Exponential Families and Maximum Entropy

[latexpage]An exponential family parametrized by $\boldsymbol\theta \in \mathbb R^d$ is the set of probability distributions that can be expressed as

$p({\bf x} \,|\, \boldsymbol\theta) =\frac{1}{Z(\boldsymbol\theta)} h({\bf x}) \exp\left( \boldsymbol\theta^{\mathsf T}\boldsymbol\phi({\bf x}) \right) ,$

for given functions $Z(\boldsymbol\theta)}$ (the partition function), $h({\bf x})$, and $\boldsymbol\phi({\bf x})$ (the vector of sufficient statistics). Exponential families can be discrete or continuous, and examples include Gaussian distributions, Poisson distributions, and gamma distributions. Exponential families have a number of desirable properties. For instance, they have conjugate priors and they can summarize arbitrary amounts of data using a fixed-size vector of sufficient statistics. But in addition to their convenience, their use is theoretically justified.

Suppose we would like to find a particular probability distribution $p({\bf x})$. All we know about $p({\bf x})$ is that $\mathbb E_{p({\bf x})}[f_k] = c_k$ for a specific collection of functions $f_1, \ldots, f_K$. Which distribution should we use? The principle of maximum entropy asserts that when choosing among all valid distributions, we should choose the one with maximum entropy. In other words, we should choose the distribution which has the greatest uncertainty consistent with the constraints.
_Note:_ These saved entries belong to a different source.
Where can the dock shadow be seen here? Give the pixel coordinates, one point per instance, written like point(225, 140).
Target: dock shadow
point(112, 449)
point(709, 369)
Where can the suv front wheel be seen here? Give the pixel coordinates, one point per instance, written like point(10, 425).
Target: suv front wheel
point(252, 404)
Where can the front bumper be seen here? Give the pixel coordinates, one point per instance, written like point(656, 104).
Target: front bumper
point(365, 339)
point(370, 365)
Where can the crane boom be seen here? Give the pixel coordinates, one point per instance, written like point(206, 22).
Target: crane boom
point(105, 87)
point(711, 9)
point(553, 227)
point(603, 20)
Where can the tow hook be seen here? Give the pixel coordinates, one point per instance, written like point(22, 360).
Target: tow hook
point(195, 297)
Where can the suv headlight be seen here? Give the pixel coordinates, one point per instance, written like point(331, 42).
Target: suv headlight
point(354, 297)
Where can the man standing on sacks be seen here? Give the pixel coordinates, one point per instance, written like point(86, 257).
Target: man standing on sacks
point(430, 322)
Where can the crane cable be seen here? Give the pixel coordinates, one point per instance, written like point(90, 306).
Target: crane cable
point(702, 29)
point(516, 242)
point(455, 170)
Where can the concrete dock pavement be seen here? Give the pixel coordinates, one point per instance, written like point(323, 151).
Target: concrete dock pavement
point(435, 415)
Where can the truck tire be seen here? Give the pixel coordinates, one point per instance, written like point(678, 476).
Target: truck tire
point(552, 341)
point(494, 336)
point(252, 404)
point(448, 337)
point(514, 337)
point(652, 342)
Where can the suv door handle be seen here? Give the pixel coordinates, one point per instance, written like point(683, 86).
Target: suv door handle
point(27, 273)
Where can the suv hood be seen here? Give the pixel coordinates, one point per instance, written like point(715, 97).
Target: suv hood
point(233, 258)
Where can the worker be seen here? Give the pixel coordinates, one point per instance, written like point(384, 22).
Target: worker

For simplicity, consider the case in which $p({\bf x})$ is a distribution over a finite set $\{x_1, \ldots, x_J\}$. Then $p({\bf x})$ can be written as a vector $(p_1, \ldots, p_J)$. We would like to maximize

$-\sum_{j} p_j \log p_j$

subject to the constraints $\sum_j p_j = 1$ and $\sum_j p_j f_k(x_j) = c_k$. Defining the quantity

\begin{eqnarray*}

\Lambda & = & -\sum_j p_j\log p_j + \lambda_0 \left( \sum_j p_j – 1\right) + \\

& & \sum_k \lambda_k\left( \sum_j p_j f_k(x_j) – c_k\right)

\end{eqnarray*}

and using Lagrange multipliers in the usual way, we end up with the constraints

\begin{eqnarray*}

0 & = & \frac{\partial \Lambda}{\partial p_j} = -\log p_j – 1 + \lambda_0 + \sum_k \lambda_k f_k(x_j) \\

0 & = & \frac{\partial \Lambda}{\partial \lambda_0} = \sum_j p_j – 1 \\

0 & = & \frac{\partial \Lambda}{\partial \lambda_k} = \sum_j p_j f_k(x_j) – c_k .

\end{eqnarray*}

Using only the first equality, we see that

$p_j \propto \exp\left( \sum_k \lambda_k f_k(x_j)\right) = \exp\left( \boldsymbol\lambda^{\mathsf T} \boldsymbol\phi(x_j) \right) ,$

where $\boldsymbol\lambda = (\lambda_1, \ldots, \lambda_K)^{\mathsf T}$ and $\boldsymbol\phi(x_j) = (f_1(x_j), \ldots, f_K(x_j))^{\mathsf T}$. This derivation shows that $p({\bf x})$ belongs to an exponential family.